Il testo nasce da un episodio semplicissimo. Il poeta, “per caso”, con un movimento delle dita, fa il solletico alla persona amata mentre dorme. Lei ride senza svegliarsi. Da questo dettaglio leggero, quasi comico, Porta costruisce una piccola rivelazione amorosa. Non c’è bisogno di una confessione, di una promessa, di una frase solenne: l’intimità passa attraverso il corpo, attraverso una reazione spontanea e inconsapevole.

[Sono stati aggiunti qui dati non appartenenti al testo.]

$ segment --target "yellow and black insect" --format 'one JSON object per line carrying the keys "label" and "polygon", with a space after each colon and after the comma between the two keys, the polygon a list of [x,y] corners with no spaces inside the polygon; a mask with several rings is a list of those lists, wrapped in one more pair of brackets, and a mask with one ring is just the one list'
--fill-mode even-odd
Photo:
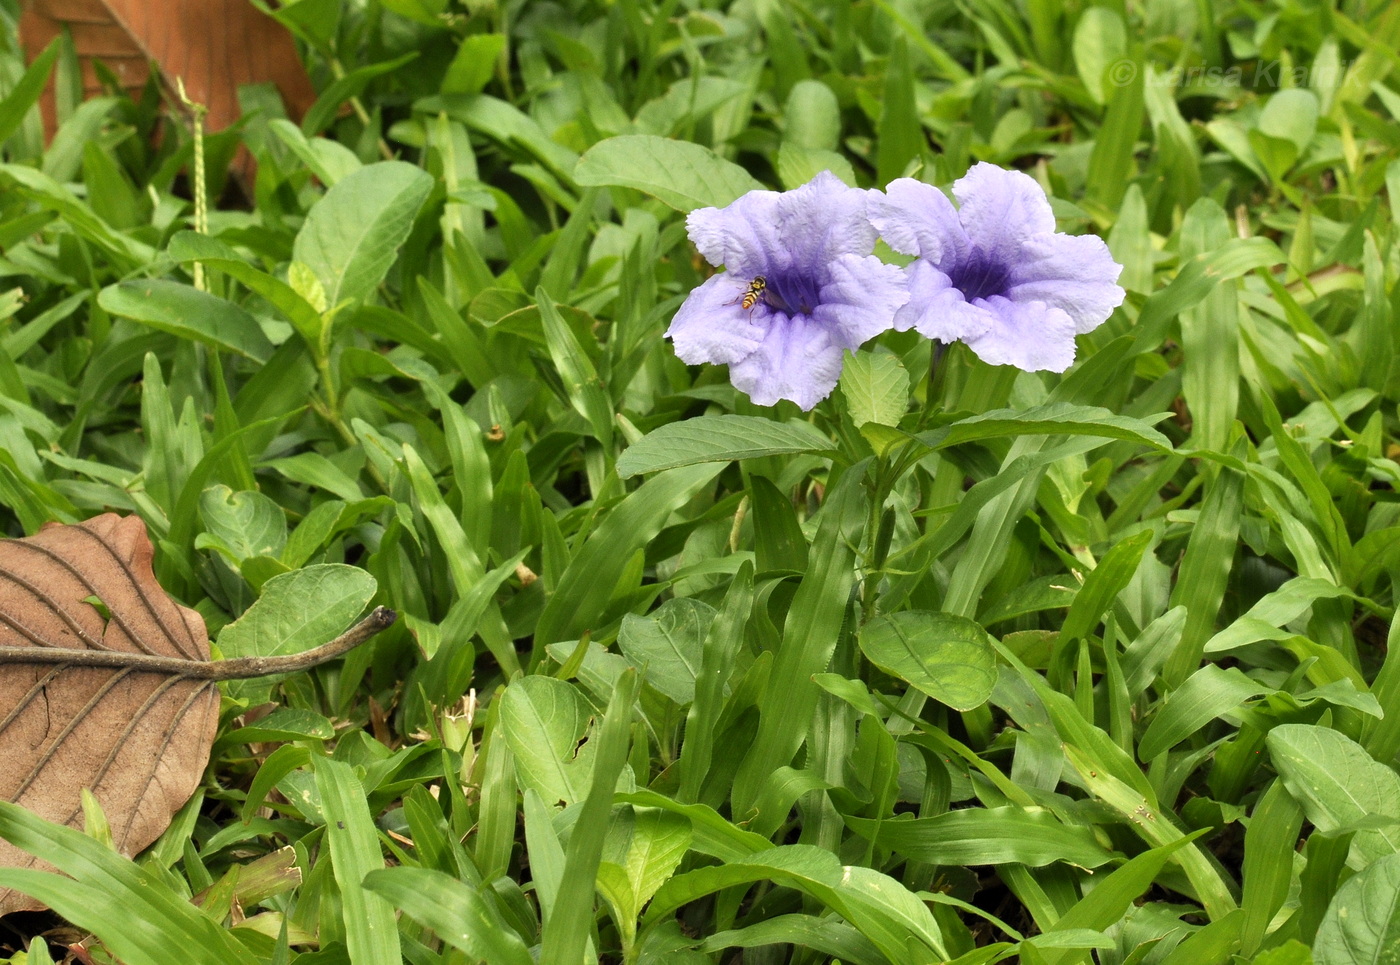
{"label": "yellow and black insect", "polygon": [[744,289],[744,297],[739,299],[739,307],[744,311],[752,311],[753,307],[763,298],[763,291],[768,287],[768,279],[762,275],[755,275],[753,281],[749,282],[749,287]]}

Il cuore della poesia è nel verso “approvi la vita / anche nel sonno”. È un’immagine bellissima perché trasforma una risata involontaria in qualcosa di molto più grande. La persona amata, sorridendo mentre dorme, sembra dire sì alla vita senza saperlo. Non lo fa con la ragione, non lo fa con le parole, ma con il corpo. È una felicità primaria, quasi infantile, che precede ogni spiegazione.
Anche il ritmo contribuisce a questa delicatezza. I versi sono brevi, spezzati, quasi sussurrati. La poesia procede per piccoli frammenti, come se volesse rispettare il sonno della persona osservata. Ogni parola sembra avvicinarsi con cautela, senza disturbare troppo. La forma stessa del testo riproduce quella sospensione: siamo dentro un momento privato, fragile, che potrebbe svanire appena la persona si sveglia.

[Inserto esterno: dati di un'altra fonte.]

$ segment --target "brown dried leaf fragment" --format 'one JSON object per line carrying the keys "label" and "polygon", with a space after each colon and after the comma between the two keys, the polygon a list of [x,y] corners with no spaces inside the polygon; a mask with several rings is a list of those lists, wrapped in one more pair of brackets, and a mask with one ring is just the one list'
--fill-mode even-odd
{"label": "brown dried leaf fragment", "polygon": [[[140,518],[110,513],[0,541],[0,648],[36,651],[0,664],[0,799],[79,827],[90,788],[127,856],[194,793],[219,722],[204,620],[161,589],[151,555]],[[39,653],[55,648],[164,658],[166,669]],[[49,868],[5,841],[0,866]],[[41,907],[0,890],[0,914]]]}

Il finale dà alla poesia il suo tono più memorabile: “lasciami dormire, / devo finire un / sogno.” Nel ricordo di quella frase, il sonno non appare più come semplice assenza. Diventa uno spazio pieno, un luogo in cui qualcosa continua ad accadere. La persona amata non dorme soltanto: sta vivendo un sogno che merita di essere portato a termine.

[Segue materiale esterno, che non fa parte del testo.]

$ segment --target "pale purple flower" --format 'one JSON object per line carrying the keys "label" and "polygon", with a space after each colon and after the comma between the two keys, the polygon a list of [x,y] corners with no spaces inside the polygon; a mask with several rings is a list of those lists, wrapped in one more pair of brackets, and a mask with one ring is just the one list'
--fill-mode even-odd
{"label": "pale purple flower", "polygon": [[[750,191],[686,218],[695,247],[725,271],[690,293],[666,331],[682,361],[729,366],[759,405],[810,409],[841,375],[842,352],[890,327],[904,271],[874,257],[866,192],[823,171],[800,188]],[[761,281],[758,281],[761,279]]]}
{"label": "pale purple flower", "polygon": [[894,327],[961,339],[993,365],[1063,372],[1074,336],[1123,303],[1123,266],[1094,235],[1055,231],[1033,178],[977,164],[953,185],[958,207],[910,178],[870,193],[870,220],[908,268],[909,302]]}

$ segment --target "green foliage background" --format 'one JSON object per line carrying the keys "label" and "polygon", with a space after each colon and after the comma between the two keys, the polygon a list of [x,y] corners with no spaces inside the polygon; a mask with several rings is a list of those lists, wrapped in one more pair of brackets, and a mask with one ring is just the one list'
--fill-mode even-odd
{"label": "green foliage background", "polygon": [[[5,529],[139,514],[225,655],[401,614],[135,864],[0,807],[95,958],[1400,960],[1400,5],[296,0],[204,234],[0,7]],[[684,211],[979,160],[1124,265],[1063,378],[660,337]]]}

Antonio Porta, pseudonimo di Leo Paolazzi, nasce a Vicenza nel 1935 e muore a Roma nel 1989. Il suo nome è legato alla stagione della Neoavanguardia e del Gruppo 63, ma ridurlo a una semplice etichetta sperimentale sarebbe limitante: Porta fu poeta, narratore, critico, traduttore, operatore editoriale, una figura che attraversò dall’interno le trasformazioni più radicali della letteratura italiana del secondo Novecento. Dopo gli studi a Milano, lavorò a lungo nel mondo editoriale, collaborando con case editrici e riviste. L’ambiente milanese, tra industria culturale, poesia sperimentale e dibattito politico, fu decisivo per la sua formazione. Negli anni Sessanta entrò nel vivo della ricerca neoavanguardistica: una poesia non più lirica in senso tradizionale, ma frammentata, visiva, aggressiva, capace di registrare la violenza dei linguaggi moderni, della comunicazione di massa, del corpo sociale. Il suo esordio poetico avviene con La palpebra rovesciata , pubblicata nel 1960. Poco dopo partecipa all’antologia I Novissimi , uscita nel 1961, insieme ad autori come Alfredo Giuliani, Edoardo Sanguineti, Nanni Balestrini ed Elio Pagliarani: un libro-manifesto che segna una frattura netta con molta poesia precedente. Porta porta in quella stagione una voce particolarmente fisica e inquieta, dove il corpo, la ferita, la percezione e il disordine della realtà diventano materia di scrittura. Tra le sue opere si ricordano Aprire , Quanto ho da dirvi , Passi passaggi , Invasioni e Il giardiniere contro il becchino . La sua poesia cambia nel tempo: resta sperimentale, ma si fa progressivamente più comunicativa, più attraversata da domande etiche, più attenta al rapporto con il lettore. Non abbandona la frattura, però cerca una nuova possibilità di senso dentro la frattura stessa. Antonio Porta resta una figura importante perché ha portato la poesia italiana fuori dalla zona protetta dell’io lirico, costringendola a misurarsi con il caos del presente, con la crisi del linguaggio, con la violenza nascosta nelle parole. Nei suoi testi la poesia non consola e non ordina subito il mondo: lo espone, lo incrina, lo guarda mentre si rompe.